Australian Creations and Floods

Are there specific Australian creation myths?

All Australian Aboriginal deities are concerned in one way or another with the Dreaming and creation. In addition to the myths already identified, there are complex myths of creation such as one involving the Creator Goddess Yhi of the northern Karraur people. Yhi lay sleeping in dark Dreamtime, before the world was created, when a strange whistling sound woke her up. As her eyes opened, the world became full of light. As the sun goddess, she brought prosperity to the world through her light and warmth. Performing the ritual walkabout of the Dreaming, she left plants everywhere she stepped, and soon the world was a plant paradise. Yhi sat down and looked around her. She realized that as the plants could not move from place to place, she needed to create something that could. Now the sun goddess made a descent to the place beneath the earth, much as Inanna did in Mesopotamian mythology. There evil spirits tried to destroy Yhi, but her light and warmth prevailed, and beautiful dancing forms came from that warmth and light—butterflies and other insects—which Yhi led up to the upper world.

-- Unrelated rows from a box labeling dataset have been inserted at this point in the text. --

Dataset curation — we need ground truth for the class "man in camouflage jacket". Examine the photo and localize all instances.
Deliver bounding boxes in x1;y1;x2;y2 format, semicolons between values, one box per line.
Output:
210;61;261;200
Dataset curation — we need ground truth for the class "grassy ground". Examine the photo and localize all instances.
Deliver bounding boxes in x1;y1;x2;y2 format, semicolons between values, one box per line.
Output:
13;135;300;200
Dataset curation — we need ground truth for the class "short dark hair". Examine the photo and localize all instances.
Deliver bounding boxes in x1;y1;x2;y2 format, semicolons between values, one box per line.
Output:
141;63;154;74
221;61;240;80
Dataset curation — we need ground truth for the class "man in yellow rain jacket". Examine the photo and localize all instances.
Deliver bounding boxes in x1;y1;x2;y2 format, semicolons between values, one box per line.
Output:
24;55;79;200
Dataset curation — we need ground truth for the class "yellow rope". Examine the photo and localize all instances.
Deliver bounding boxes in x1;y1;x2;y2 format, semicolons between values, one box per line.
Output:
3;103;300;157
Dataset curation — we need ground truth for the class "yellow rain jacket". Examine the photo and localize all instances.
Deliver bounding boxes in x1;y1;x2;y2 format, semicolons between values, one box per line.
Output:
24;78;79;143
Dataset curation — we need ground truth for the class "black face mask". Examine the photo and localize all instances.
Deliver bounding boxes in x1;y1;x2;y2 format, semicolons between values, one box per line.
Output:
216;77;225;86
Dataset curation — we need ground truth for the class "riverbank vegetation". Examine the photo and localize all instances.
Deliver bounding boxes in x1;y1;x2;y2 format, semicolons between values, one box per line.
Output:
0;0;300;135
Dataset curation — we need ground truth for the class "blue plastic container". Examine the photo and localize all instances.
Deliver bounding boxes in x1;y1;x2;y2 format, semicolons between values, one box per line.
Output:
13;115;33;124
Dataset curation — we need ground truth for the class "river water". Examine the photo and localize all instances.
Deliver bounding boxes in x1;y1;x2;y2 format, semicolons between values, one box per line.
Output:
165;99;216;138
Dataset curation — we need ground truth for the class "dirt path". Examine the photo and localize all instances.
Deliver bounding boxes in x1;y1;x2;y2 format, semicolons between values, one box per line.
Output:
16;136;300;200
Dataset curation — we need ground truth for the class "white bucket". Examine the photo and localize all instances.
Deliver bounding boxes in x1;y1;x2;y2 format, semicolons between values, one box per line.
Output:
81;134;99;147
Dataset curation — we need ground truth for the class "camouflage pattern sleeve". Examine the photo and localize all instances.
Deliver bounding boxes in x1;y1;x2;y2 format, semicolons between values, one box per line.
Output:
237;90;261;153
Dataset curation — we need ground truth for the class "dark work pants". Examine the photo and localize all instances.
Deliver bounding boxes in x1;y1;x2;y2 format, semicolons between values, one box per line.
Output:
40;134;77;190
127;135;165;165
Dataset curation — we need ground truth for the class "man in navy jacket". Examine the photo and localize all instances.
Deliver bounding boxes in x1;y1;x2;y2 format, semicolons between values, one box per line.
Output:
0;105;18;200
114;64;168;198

Then she directed her powers to the caves of ice in the high mountains, and water, full of fish, flowed into the world. Birds and other animals were freed from the caves. Yhi blessed the new creatures and told them she would now return to her own world. As she moved away, darkness came over everything, and the new creatures were afraid. But sleep came and then the dawn, as Yhi climbed across the sky, and the creatures celebrated. This pattern went on through Dreamtime until the creatures became dissatisfied. So once again Yhi came down to earth and asked her creations what was bothering them. The creatures all wanted something they did not have. The bat wanted wings, the seal wanted to swim; everything wanted something new, so Yhi gave them what they wanted and returned to the sky. Now Yhi had created a male human but realized that the male required a woman. So, as the male slept one day, Yhi created a beautiful flower on a grass tree. The male was drawn to the flower bathed in the power of Yhi. The flower became a woman and the first man and woman joined hands.